The April paper exploded online, with dozens of blogs and newspapers, including The New York Times, mentioning Mills and the study. Mills says that some of the data he published has been misconstrued. “The media has really missed the story and misrepresented the analysis in many cases,” he said. “Nine out of 10 reports focused on who to blame rather than what to do about it. The blame often was placed on producers rather than consumers, which is always a dubious thing to do.”

Compared to other energy uses, indoor pot farming isn’t that bad, indoor cannabis defenders argue. Indoor pot only uses one-sixth as much electricity as household refrigerators, they contend.

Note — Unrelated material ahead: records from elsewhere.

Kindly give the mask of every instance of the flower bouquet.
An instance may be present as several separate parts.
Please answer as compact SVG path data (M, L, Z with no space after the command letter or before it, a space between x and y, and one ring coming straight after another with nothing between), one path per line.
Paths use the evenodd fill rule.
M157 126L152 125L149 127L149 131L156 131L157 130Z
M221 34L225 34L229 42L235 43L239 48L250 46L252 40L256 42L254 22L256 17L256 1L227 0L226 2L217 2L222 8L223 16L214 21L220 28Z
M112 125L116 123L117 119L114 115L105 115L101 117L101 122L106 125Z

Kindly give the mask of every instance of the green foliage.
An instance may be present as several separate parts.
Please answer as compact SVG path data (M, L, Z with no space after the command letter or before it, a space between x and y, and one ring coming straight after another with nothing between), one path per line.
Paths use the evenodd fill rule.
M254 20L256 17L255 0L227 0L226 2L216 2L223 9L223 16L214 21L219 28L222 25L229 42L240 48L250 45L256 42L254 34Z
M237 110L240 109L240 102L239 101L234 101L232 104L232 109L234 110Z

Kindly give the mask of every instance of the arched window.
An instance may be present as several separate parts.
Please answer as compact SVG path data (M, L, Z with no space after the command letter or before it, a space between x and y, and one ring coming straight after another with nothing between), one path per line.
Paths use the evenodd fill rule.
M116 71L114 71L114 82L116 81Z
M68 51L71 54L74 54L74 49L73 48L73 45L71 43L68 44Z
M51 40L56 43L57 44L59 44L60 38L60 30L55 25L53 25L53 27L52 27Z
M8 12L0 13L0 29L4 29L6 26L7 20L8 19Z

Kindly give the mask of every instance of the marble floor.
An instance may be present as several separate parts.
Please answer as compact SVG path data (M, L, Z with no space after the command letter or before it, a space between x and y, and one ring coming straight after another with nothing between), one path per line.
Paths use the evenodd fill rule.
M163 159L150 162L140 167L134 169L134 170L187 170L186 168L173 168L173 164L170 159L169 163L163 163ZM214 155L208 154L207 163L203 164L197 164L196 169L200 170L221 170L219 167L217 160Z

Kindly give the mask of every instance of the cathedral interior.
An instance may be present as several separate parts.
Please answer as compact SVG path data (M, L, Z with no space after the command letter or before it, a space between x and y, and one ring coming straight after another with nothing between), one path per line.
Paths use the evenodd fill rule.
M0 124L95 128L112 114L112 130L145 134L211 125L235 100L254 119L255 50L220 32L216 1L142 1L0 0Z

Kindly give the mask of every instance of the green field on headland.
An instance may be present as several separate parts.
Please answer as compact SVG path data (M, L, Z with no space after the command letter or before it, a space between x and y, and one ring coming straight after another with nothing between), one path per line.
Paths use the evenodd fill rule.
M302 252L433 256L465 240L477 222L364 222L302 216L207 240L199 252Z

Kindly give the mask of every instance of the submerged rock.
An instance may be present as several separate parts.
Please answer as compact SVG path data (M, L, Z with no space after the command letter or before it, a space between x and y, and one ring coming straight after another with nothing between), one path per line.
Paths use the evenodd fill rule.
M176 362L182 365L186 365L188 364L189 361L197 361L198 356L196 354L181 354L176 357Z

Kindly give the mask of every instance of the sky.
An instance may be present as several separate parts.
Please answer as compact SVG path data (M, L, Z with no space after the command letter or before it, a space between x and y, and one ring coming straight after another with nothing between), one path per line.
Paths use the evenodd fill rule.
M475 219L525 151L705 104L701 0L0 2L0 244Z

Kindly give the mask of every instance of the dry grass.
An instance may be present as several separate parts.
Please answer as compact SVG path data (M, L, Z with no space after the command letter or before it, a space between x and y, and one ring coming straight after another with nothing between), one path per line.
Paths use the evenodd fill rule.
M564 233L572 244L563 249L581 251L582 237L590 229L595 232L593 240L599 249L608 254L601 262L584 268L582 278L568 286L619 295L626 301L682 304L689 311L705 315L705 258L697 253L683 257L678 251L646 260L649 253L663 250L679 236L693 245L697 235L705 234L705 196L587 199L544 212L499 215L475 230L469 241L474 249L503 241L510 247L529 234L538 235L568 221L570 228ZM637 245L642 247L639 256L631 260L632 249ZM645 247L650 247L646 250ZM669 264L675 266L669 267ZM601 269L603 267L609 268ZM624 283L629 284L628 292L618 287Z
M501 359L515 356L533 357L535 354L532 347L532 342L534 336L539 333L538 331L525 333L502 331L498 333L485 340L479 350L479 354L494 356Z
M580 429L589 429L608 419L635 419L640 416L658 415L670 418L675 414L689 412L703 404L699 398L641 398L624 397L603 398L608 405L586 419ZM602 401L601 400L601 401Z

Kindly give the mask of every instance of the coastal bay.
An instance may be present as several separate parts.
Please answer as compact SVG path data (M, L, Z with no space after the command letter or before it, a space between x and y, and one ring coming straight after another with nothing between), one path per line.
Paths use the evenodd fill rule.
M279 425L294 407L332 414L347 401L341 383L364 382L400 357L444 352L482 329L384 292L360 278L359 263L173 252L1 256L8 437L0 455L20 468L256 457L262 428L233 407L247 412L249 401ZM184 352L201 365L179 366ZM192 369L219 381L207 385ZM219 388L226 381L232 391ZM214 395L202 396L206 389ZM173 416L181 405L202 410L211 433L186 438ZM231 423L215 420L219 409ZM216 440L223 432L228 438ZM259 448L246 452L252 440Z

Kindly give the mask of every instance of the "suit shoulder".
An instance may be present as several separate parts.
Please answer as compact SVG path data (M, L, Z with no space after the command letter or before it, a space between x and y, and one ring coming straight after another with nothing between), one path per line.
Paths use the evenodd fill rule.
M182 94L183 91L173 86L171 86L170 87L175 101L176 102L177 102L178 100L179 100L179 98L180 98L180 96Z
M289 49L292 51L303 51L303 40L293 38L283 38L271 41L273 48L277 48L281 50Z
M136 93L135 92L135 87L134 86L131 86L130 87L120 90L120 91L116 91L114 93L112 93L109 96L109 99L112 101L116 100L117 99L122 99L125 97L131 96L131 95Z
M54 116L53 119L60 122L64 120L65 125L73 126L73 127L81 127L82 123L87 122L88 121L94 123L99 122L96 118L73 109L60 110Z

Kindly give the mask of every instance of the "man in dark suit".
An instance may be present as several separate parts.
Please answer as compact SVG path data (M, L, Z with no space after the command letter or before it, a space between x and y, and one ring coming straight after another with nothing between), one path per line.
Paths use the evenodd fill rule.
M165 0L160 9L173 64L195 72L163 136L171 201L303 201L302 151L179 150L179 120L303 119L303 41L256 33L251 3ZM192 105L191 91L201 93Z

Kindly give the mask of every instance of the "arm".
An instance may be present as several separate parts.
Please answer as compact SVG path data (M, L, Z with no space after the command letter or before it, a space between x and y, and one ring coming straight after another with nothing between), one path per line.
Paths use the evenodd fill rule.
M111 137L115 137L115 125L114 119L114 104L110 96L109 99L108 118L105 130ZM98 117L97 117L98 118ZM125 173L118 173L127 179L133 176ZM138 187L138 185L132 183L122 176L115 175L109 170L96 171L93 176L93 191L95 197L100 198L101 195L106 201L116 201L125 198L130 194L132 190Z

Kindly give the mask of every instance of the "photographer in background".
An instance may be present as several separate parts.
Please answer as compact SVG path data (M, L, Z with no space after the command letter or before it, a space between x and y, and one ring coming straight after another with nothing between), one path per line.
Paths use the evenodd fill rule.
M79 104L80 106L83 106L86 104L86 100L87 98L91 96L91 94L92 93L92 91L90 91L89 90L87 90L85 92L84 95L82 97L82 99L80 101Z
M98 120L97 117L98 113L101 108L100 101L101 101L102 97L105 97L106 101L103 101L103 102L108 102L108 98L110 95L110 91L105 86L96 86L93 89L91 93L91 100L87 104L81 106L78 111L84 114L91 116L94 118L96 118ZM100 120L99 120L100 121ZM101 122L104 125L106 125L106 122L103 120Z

But Mills responds: “I don’t have sympathy for cannabis advocates who say that the energy use is too small to worry about–it’s not.”

The most humorous reaction came from certain conservative climate-change deniers, he said. They were “stumbling over themselves to inadvertently acknowledge the fact of climate change so that they could then blame [pot-smoking] ‘liberals’ for the [climate] problem and claim that the oil companies should be let off the hook.”

“Professionally this has been very exciting,” Mills concluded. “It is rare in this day and age that you come across an energy end use that has never been measured, and then to find that it represents something like 8 percent of California’s residential electricity use.”

Mills’ analysis also turned the stomachs of many die-hard environmentalists in Humboldt County. Because, in a way, they knew they helped create the problem.

Presence of a Pot Farm

Weed cultivation has become something like Humboldt’s version of the legendary golem: once the creative pride of the region, now an unstoppable force that threatens their way of life. Just ask Kym Kemp–author of the southern Humboldt blog “Redheaded Blackbelt,” which covers the growing culture there. A native and a lifer, Kemp’s family has been in the area since the late 1850s.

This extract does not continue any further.